Limité Must-See: Another Earth (2011)

(Re-posted from Limité

by Daniel Quitério

Photo courtesy of Fox Searchlight. © 2011. All rights reserved.
This is the one movie from the past three years that I’m still tweeting about. It’s rare these days that a film comes along and etches its mark in your mind quite the way Another Earth did to me. Stitched together using bubble gum and string (and green fabric and googly eyes—really), this super low-budget indie darling launched the careers of star and co-writer Brit Marling (Arbitrage, 2012) and writer/director Mike Cahill (I Origins, 2014).
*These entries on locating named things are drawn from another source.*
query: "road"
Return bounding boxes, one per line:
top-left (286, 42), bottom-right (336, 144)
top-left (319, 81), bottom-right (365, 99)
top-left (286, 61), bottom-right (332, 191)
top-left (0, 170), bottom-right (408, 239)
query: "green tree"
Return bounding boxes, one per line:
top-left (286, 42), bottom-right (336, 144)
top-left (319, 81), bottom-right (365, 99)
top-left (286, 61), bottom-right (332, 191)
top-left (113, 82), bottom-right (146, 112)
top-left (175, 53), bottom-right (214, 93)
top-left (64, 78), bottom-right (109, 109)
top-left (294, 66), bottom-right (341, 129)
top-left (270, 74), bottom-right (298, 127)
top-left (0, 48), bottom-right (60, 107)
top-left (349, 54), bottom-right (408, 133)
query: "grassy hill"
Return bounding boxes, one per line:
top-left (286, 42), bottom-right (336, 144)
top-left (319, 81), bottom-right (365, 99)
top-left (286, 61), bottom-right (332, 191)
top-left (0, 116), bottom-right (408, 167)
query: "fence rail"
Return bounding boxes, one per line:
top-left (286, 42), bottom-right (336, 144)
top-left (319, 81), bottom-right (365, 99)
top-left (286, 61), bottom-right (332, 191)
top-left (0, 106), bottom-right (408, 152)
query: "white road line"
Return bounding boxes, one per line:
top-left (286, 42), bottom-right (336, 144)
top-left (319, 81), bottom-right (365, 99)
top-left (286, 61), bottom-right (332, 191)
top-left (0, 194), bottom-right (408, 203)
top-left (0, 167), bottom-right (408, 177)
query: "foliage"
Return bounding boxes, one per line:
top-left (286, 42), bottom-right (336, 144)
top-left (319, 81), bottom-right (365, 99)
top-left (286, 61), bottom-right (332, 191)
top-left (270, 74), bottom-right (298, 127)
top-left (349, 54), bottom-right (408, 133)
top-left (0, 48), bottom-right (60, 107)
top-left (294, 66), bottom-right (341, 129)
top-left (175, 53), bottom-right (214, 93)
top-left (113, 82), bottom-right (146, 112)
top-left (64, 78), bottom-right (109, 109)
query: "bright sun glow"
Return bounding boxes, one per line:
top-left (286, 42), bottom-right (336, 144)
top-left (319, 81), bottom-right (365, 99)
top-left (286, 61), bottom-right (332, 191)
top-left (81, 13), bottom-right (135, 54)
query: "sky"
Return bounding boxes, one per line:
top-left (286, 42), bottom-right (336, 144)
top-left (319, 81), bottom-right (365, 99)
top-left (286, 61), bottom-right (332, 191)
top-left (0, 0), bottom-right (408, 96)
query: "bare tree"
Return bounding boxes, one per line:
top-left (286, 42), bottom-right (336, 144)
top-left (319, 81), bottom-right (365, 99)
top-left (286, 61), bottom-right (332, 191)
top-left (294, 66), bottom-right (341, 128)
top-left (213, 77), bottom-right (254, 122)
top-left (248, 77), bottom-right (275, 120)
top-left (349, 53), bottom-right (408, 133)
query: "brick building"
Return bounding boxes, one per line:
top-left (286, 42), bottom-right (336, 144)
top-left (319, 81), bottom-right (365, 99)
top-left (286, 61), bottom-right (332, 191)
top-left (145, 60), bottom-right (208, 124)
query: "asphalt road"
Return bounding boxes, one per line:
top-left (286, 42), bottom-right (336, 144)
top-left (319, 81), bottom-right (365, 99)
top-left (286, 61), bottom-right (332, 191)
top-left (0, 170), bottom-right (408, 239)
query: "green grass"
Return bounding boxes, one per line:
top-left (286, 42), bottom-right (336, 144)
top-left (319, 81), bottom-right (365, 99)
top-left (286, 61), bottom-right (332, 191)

Believing that it would be near impossible for two unknowns to attract funding in order to make their film, Cahill and Marling took matters into their own hands. The two Georgetown alumni shot the film in Southern Connecticut with a tiny crew, ultimately earning it a place in Sundance’s 2011 official selection, where it won a Special Jury Prize and the Alfred P. Sloan Prize, which is awarded to a film that focuses on science or technology as a theme. It was distributed later that year by Fox Searchlight.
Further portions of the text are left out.